Comme dans toutes les choses dans le métaverse, la fluidité des expériences réalistes brouille les frontières de qui contrôle qui. Cela signifie-t-il alors que les humains ont perdu leur pouvoir d'agence ? « La définition de la folie est une rupture avec la réalité. Ne sommes-nous pas en train d'échapper à notre réalité actuelle, devenant déséquilibrés dans le processus ? Nous devons revendiquer notre droit de sortir d'un monde imaginaire », déclare Vohra.
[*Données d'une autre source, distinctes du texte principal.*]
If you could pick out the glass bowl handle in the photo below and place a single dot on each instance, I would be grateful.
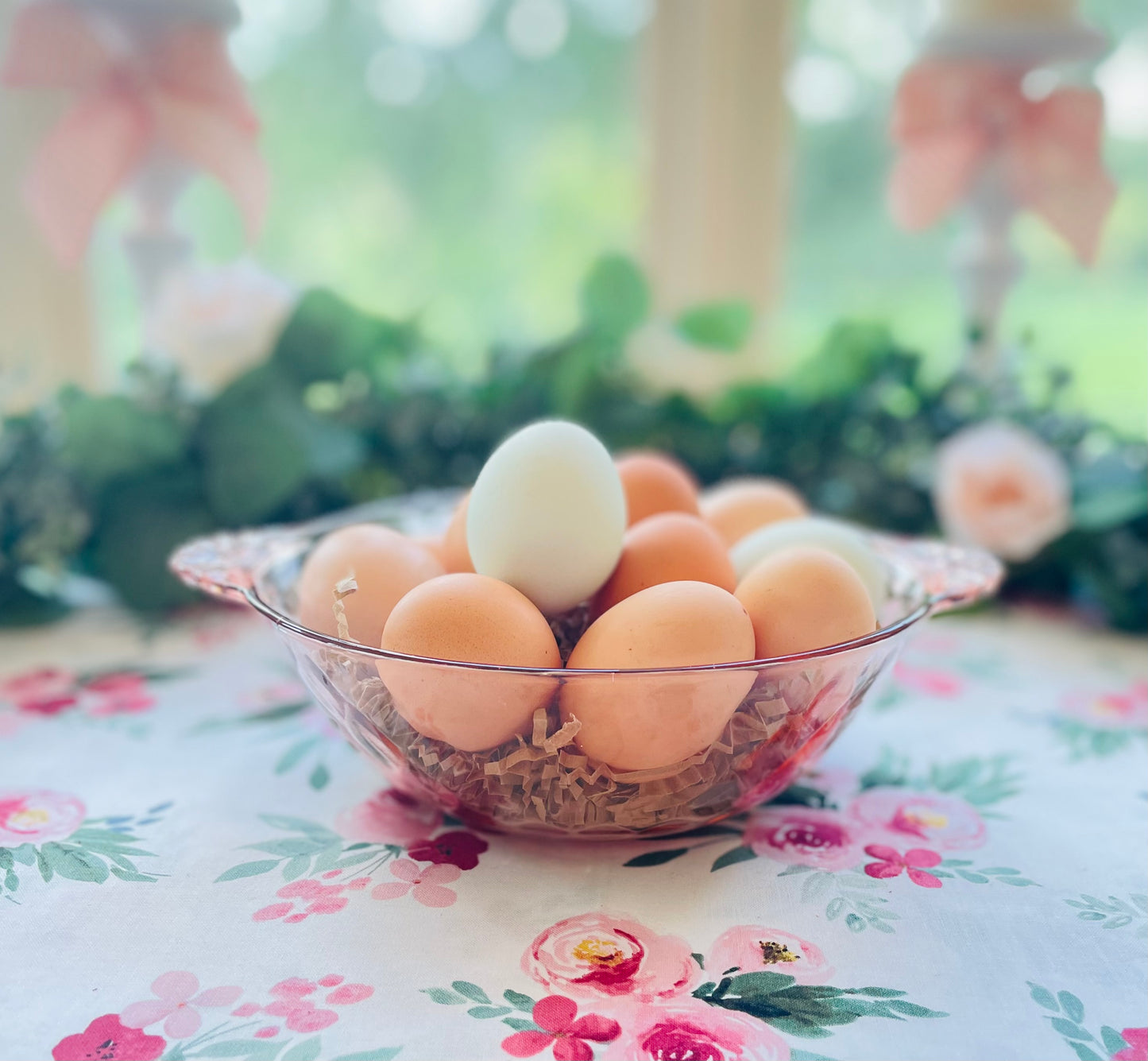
(952, 575)
(224, 564)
Il pense que les développeurs, les créateurs et les innovateurs du métaverse devraient interagir avec les médecins et les scientifiques pour exploiter la technologie d'une manière qui mène au progrès humain plutôt qu'à la dégénérescence.

Déjà, le muscle financier croissant de la crypto-monnaie, des NFT et de leur échange valeur dans le monde réel ont une acceptabilité omniprésente, qui a stimulé les discussions sur un cadre réglementaire légal sur lequel le gouvernement indien réfléchit soigneusement.

Raj, qui a rencontré de nombreux cas d'Alexa (le service vocal basé sur le cloud d'Amazon), écoutant des conversations avec des conséquences désagréables, estime que l'intelligence artificielle (IA)doit être contrôlé d'accès et déployé de manière sélective de manière à ne pas empiéter sur la conscience humaine, la stabilité émotionnelle ou les relations. C'est pour cette raison qu'il faut développer très tôt la littératie et l'hygiène numériques, ce qui, selon les scientifiques, devrait être introduit dans les programmes scolaires, pour définir les limites de l'engagement. La réalité imaginée à la fin n'est que cela, imaginée. Enlevez les casques et ça se vaporise. C'est alors que le contact humain semble réconfortant. La seule vraie chose.